Database Migrations Guide
Core Principles
Important Guidelines
- Never delete or modify checked in (committed) migration files for sequential upgrades. (If you are doing a downgrade, then you should revert to a commit before the migration was created after the DB downgrade has succeeded.)
- If you delete a migration that was commited (without downgrading) and then try to upgrade to a new migration you will get a split head in your Staging database and the only solution at that point is to tear down and rebuild the database (whole environment), which can be done via the Site Detail page.
- Always create new migrations for changes.
- Test migrations in your dev SSH remote before pushing to Staging. Test in Staging before promoting to Production.

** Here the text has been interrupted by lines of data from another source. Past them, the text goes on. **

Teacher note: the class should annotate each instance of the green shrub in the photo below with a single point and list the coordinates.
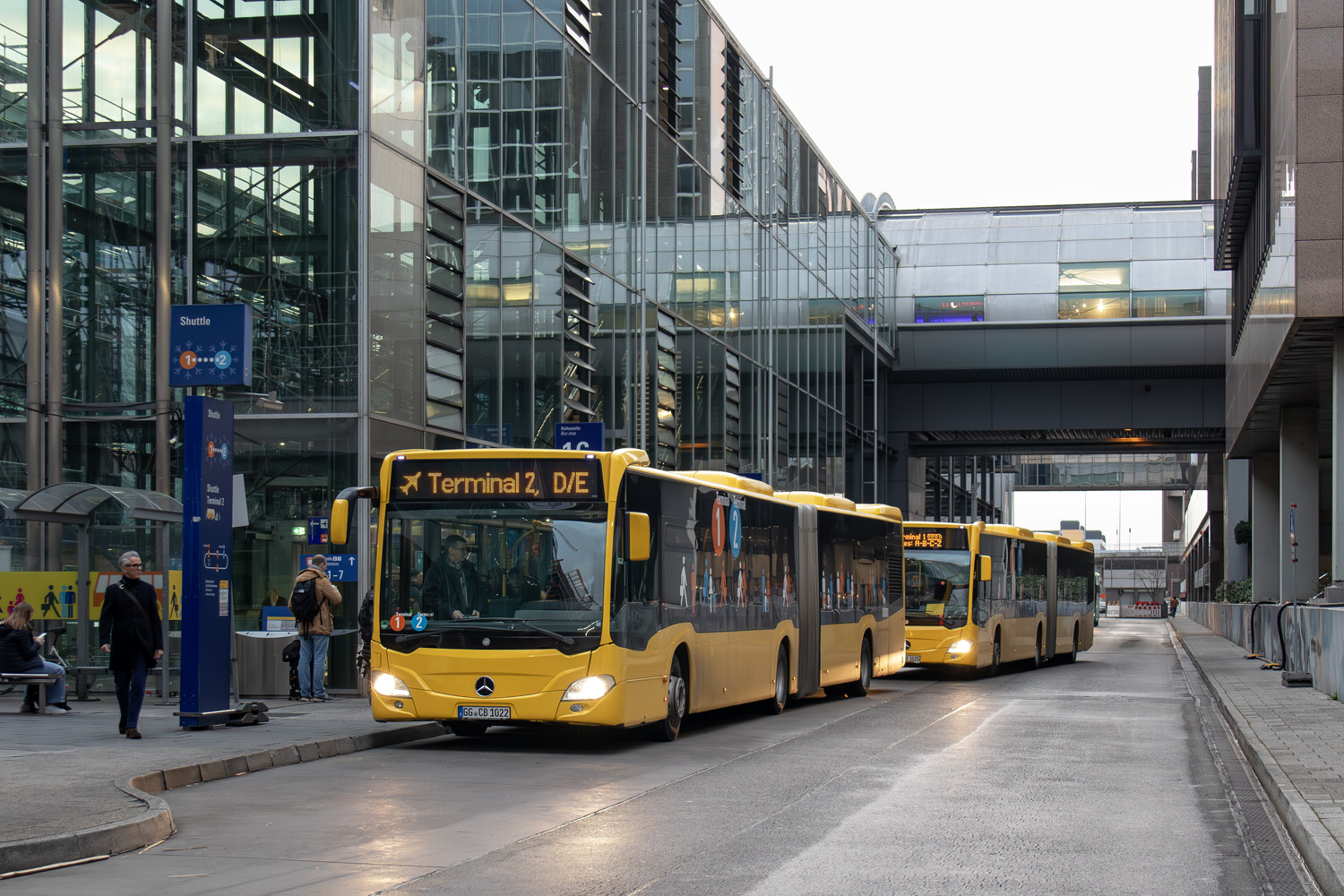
(1238, 591)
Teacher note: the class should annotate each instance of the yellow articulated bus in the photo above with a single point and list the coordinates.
(978, 595)
(546, 586)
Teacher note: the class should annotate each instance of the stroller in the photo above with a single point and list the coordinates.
(290, 656)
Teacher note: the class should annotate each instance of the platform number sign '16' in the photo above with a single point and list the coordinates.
(581, 437)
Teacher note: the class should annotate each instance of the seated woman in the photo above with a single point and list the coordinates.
(21, 651)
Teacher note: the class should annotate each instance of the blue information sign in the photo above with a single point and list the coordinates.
(340, 567)
(210, 346)
(319, 530)
(207, 557)
(580, 437)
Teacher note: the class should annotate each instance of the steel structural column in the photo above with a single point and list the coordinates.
(34, 250)
(1338, 468)
(1236, 485)
(56, 268)
(1298, 501)
(1265, 527)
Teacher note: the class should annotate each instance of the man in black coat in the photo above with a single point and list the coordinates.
(131, 633)
(452, 583)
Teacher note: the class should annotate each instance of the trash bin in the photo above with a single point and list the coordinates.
(261, 670)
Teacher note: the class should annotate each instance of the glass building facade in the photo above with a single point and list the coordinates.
(459, 223)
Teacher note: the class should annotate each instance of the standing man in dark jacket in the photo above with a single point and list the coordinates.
(131, 633)
(316, 634)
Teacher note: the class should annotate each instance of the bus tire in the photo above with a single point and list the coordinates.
(1073, 653)
(774, 704)
(668, 728)
(467, 728)
(860, 686)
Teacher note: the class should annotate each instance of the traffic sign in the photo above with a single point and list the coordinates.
(319, 530)
(580, 437)
(340, 567)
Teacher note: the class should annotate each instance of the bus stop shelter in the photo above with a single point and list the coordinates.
(74, 504)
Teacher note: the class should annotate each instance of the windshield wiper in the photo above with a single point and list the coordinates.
(524, 622)
(413, 638)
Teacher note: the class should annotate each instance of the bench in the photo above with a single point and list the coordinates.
(31, 678)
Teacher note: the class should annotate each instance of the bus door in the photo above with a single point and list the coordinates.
(808, 587)
(1047, 649)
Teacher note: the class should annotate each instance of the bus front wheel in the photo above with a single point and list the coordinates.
(776, 702)
(668, 728)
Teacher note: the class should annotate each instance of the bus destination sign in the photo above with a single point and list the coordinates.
(927, 538)
(497, 479)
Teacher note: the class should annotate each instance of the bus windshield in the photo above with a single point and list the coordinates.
(937, 589)
(513, 573)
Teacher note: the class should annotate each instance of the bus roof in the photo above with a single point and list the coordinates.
(882, 509)
(836, 501)
(726, 479)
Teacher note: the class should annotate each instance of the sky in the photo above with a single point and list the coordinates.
(984, 102)
(1126, 519)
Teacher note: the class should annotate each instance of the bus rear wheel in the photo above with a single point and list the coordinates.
(776, 702)
(860, 686)
(1073, 653)
(668, 728)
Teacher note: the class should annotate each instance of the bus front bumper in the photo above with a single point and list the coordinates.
(938, 651)
(518, 708)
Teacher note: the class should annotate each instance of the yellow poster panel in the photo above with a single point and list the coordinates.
(53, 594)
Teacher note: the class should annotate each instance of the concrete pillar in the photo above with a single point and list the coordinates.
(1298, 478)
(1265, 535)
(1238, 504)
(1338, 471)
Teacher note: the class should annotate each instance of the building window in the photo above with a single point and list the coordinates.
(949, 309)
(667, 74)
(1094, 277)
(1093, 306)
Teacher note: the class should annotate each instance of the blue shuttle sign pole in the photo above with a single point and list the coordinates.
(207, 547)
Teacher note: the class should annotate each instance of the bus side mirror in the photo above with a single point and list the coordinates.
(340, 516)
(340, 511)
(637, 536)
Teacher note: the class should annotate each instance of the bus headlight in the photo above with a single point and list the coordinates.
(390, 685)
(589, 688)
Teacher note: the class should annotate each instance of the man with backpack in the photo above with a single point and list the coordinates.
(312, 602)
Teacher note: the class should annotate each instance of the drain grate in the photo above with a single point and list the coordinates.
(1269, 848)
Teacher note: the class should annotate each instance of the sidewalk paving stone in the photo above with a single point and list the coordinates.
(1293, 739)
(94, 790)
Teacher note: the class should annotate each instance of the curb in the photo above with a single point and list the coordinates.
(1320, 850)
(156, 823)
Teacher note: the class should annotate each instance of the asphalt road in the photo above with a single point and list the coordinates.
(1086, 778)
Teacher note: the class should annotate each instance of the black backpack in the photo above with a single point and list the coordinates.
(304, 600)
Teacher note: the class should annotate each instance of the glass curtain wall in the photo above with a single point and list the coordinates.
(738, 266)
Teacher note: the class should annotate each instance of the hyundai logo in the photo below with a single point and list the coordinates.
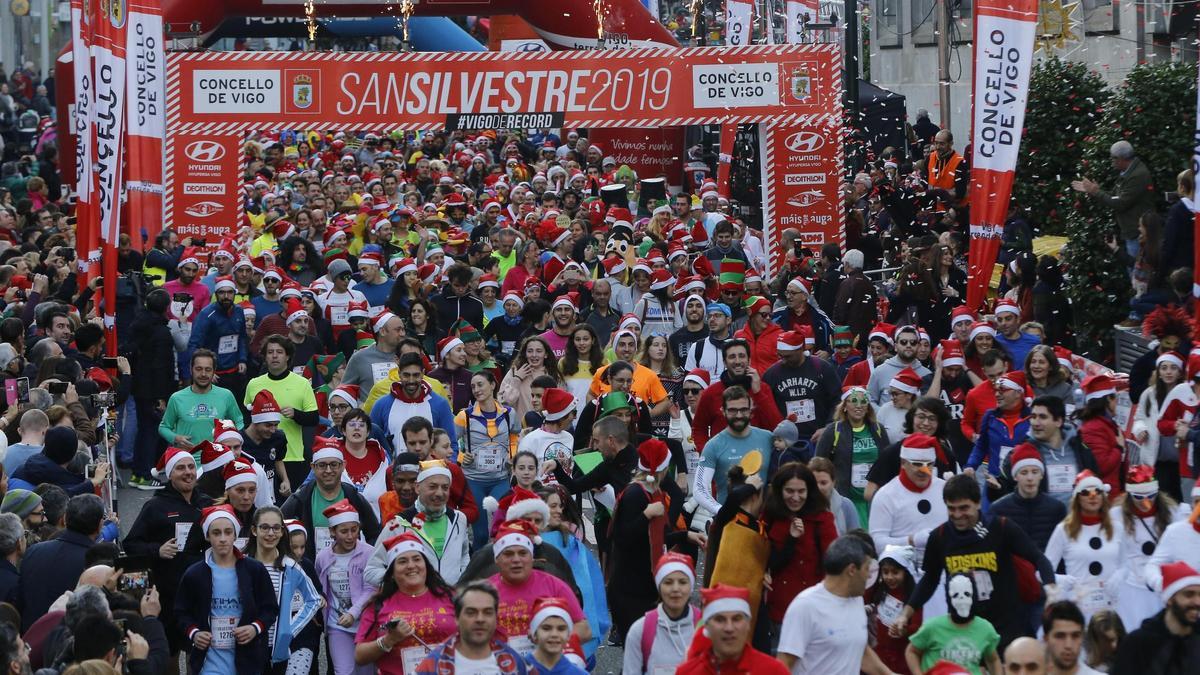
(204, 150)
(804, 142)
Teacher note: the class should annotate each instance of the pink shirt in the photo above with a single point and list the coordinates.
(516, 602)
(431, 617)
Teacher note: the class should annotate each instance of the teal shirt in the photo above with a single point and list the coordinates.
(191, 414)
(724, 451)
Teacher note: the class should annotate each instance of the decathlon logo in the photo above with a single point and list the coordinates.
(204, 150)
(204, 209)
(804, 142)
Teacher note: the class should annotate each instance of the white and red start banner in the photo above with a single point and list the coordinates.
(214, 99)
(1003, 40)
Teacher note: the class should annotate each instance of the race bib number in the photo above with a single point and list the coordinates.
(340, 583)
(1061, 477)
(983, 583)
(889, 610)
(227, 345)
(324, 539)
(858, 475)
(802, 411)
(522, 645)
(379, 371)
(222, 632)
(181, 531)
(412, 657)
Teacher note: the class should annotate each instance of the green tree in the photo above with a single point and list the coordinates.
(1066, 105)
(1155, 111)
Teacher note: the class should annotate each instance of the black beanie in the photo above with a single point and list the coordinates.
(61, 444)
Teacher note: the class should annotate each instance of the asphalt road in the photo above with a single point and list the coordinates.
(130, 502)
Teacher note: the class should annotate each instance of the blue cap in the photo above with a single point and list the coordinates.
(719, 308)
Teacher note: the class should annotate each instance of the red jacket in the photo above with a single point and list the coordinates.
(763, 348)
(1101, 435)
(701, 661)
(799, 559)
(709, 419)
(981, 399)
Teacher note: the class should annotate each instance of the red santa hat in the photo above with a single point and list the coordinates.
(265, 408)
(526, 502)
(557, 404)
(447, 345)
(723, 597)
(168, 460)
(960, 314)
(210, 515)
(906, 381)
(405, 542)
(214, 455)
(981, 328)
(348, 393)
(653, 455)
(699, 376)
(790, 341)
(238, 472)
(675, 562)
(1026, 455)
(919, 447)
(341, 513)
(1140, 482)
(1176, 577)
(549, 607)
(515, 533)
(1098, 387)
(1007, 306)
(225, 430)
(324, 447)
(1089, 481)
(952, 353)
(432, 467)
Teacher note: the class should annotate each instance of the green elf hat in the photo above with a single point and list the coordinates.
(612, 402)
(328, 362)
(466, 332)
(733, 273)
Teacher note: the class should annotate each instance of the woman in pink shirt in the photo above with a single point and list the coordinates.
(412, 613)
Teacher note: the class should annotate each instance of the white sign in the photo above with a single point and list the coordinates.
(735, 85)
(237, 91)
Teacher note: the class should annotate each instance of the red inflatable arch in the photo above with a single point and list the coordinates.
(563, 24)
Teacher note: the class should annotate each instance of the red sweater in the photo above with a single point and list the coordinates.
(803, 560)
(763, 348)
(1101, 434)
(709, 419)
(981, 399)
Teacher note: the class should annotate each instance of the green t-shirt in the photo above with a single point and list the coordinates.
(319, 505)
(969, 645)
(864, 454)
(291, 392)
(191, 414)
(435, 532)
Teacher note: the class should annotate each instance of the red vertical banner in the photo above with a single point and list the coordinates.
(1003, 57)
(108, 65)
(801, 184)
(205, 195)
(145, 119)
(83, 100)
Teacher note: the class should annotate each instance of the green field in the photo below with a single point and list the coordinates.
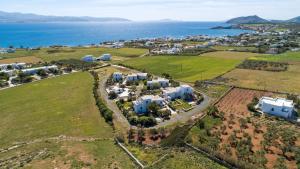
(286, 81)
(50, 54)
(53, 107)
(190, 68)
(184, 158)
(285, 57)
(238, 48)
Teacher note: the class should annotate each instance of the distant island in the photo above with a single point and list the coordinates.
(257, 23)
(258, 20)
(6, 17)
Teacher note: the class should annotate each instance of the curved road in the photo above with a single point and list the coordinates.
(180, 117)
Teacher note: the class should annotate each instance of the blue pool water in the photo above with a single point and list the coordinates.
(73, 34)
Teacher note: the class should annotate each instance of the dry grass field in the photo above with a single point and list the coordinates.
(26, 59)
(259, 141)
(287, 81)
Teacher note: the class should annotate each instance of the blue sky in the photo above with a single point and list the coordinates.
(192, 10)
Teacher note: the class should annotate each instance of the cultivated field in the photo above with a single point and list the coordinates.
(289, 57)
(60, 122)
(287, 81)
(172, 158)
(284, 81)
(237, 48)
(238, 133)
(190, 68)
(26, 59)
(50, 54)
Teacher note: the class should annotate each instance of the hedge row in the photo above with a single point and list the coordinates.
(104, 110)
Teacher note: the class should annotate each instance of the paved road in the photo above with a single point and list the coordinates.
(118, 115)
(181, 117)
(186, 116)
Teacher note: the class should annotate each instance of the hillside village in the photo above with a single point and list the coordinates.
(153, 110)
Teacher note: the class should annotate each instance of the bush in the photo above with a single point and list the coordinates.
(201, 124)
(75, 64)
(4, 76)
(105, 112)
(42, 73)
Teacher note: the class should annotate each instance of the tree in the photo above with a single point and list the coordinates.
(153, 108)
(112, 95)
(164, 114)
(141, 134)
(130, 134)
(201, 124)
(213, 111)
(4, 76)
(280, 164)
(42, 73)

- Use the merge process for multiple heads in dev.
Creating Migrations
Prerequisites
- Ensure you have a "versions" directory in your migrations folder
- Activate your Python virtual environment:
source /home/ec2-user/py3.11-venv/bin/activate
Initial Setup
Before creating new migrations, initialize your database and run the first (empty) migration:
flask db upgrade
Generate New Migrations
After making changes to app/models.py:
flask db migrate -m "describe the migration"
Apply Migrations
Development Environment:
flask db upgrade
Important
To deploy migrations to staging and production, ensure your migration files are included in your commit to the staging and main branches.
Rolling Back Migrations
Development Environment
flask db downgrade
Staging/Production Environment
- Navigate to your SiteDetail page at app.devopser.io
- Use the "downgrade Staging/Production database" button and wait until the relevant workspace shows as "applied".
- Update your code:
# Find and checkout the commit to rollback to (one that no longer includes the migration you are rolling back) git log # Find the commit hash git checkout <commit-hash> git checkout -b rollback-branch-name # Test in staging git checkout staging git merge rollback-branch-name git push origin staging # Deploy to production git checkout main git merge rollback-branch-name git push origin main
Note About Downgrades
The downgrade process occurs one version at a time. To downgrade multiple versions, you'll need to trigger the downgrade button multiple times.
Best Practices for Alembic Migrations
- Always review auto-generated migrations before committing
- Use consistent naming conventions for models and tables
- Keep test tables separate from your main database
- Test migrations in staging before production deployment
- Document and review migration scripts as part of your code review process
- Only roll back 1 migration at a time. However you can upgrade the database with multiple migrations at a time.
Important Note About Table Names
Tables aren't actually deleted during migrations - only your application schema changes. Consider this when naming tables to avoid conflicts with previous migrations.